Tau.Acuvim/portal/README.md
Diseri Pearson e17921a122 Add portal: customer-facing white-labeled monitoring stack
New top-level portal/ project, peer to console/ and firmware/. Delivers a
.NET 10 + React 18 + TimescaleDB + Grafana stack, one container set per
customer behind Traefik. Built in 12 phases per FrontEndPrompt spec; no
changes to existing console or firmware.

Backend (src/Tau.Acuvim.Portal/):
- .NET 10 minimal API, Serilog, ASP.NET Identity (cookie auth, lockout).
- Single AppDbContext with identity / app / monitoring schemas.
- MigrateAsync + TimescaleBootstrapper (idempotent hypertable creation)
  + IdentityBootstrapper (seeded admin + branding) on startup.
- Pure CostCalculator + DB-backed RateService for tariffs (effective-dated,
  TOU periods, VAT, fixed charges, per-municipality timezone).
- BrandingService with logo upload to mounted volume.
- Time-series ingest + bucketed query services (time_bucket aggregates,
  ON CONFLICT for idempotent re-delivery).
- ConfigOverviewService with redaction-by-construction (passwords never in
  payload).
- DataProtection keys persisted to /data/keys volume for cookie survival
  across container restarts.

Frontend (frontend/):
- React 18 + TypeScript + Vite + Ant Design 5 + TanStack Query.
- BrandingProvider + ThemedRoot for live re-themed white-labelling.
- RequireAuth / RequireRole guards.
- Pages: Login, Dashboard, Dashboards (embedded Grafana), Sites (admin),
  Settings tabs (Branding / Rates / Users / Grafana / App config).

Infra:
- Dev (docker-compose.yml) and prod (docker-compose.prod.yml) compose
  files. Three services per customer; Traefik subdomain + same-origin
  /grafana path-prefix routing wired with labels.
- Grafana 11 with provisioned timescaledb datasource (uid pinned) and
  starter power-overview.json dashboard with device template variable.
- Compose project name documented as lowercase (Compose v2 requirement).

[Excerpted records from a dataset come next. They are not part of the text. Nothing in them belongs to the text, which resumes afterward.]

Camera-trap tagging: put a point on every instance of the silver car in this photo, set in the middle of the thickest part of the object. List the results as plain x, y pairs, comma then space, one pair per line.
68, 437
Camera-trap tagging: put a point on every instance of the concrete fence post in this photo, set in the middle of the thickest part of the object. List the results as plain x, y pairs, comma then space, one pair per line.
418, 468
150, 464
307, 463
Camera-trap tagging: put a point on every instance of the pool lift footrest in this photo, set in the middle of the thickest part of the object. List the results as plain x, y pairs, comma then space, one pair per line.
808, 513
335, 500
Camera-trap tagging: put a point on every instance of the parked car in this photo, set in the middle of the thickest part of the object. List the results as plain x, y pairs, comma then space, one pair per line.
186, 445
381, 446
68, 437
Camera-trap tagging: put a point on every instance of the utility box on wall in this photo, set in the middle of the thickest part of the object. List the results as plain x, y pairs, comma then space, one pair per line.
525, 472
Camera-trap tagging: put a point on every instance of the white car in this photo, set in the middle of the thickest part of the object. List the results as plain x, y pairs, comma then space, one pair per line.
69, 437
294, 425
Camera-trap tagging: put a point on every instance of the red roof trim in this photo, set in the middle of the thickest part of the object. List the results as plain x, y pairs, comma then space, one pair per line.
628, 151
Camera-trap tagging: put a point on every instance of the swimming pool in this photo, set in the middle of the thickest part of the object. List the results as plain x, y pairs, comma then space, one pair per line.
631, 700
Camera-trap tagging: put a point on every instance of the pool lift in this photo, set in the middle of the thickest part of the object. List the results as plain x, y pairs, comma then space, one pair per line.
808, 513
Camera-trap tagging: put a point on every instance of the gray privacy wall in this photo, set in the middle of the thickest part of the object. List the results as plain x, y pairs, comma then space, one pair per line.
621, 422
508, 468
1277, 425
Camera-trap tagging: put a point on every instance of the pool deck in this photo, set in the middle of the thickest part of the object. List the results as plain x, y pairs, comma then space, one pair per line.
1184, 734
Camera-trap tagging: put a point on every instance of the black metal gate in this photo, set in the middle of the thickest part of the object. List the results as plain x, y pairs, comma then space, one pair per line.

Tests (tests/Tau.Acuvim.Portal.Tests/):
- xUnit, 40 tests. Covers CostCalculator (period match, TZ, overlap,
  VAT, fixed), ConnectionStringResolver (all 4 precedence branches incl.
  Production refusal), TariffValidator, DayOfWeekFlag.
- All passing locally against .NET 10.

Docs:
- README.md (onboarding + 11 spec sections), OPERATIONS.md (per-customer
  provisioning, secret rotation, backup, troubleshooting), TESTING.md
  (manual integration scenarios, frontend test scaffolding recipe).

Production safety guards:
- Refuses to start if Authentication:DefaultAdminPassword is unchanged
  default in Production.
- Refuses to start if Database:AutoProvisionLocalTimescaleDb=true in
  Production.
- Prod Grafana ships with anonymous off and auth mode unset (three
  options documented in README Security) so iframe refuses to load
  until a deliberate prod auth choice is made.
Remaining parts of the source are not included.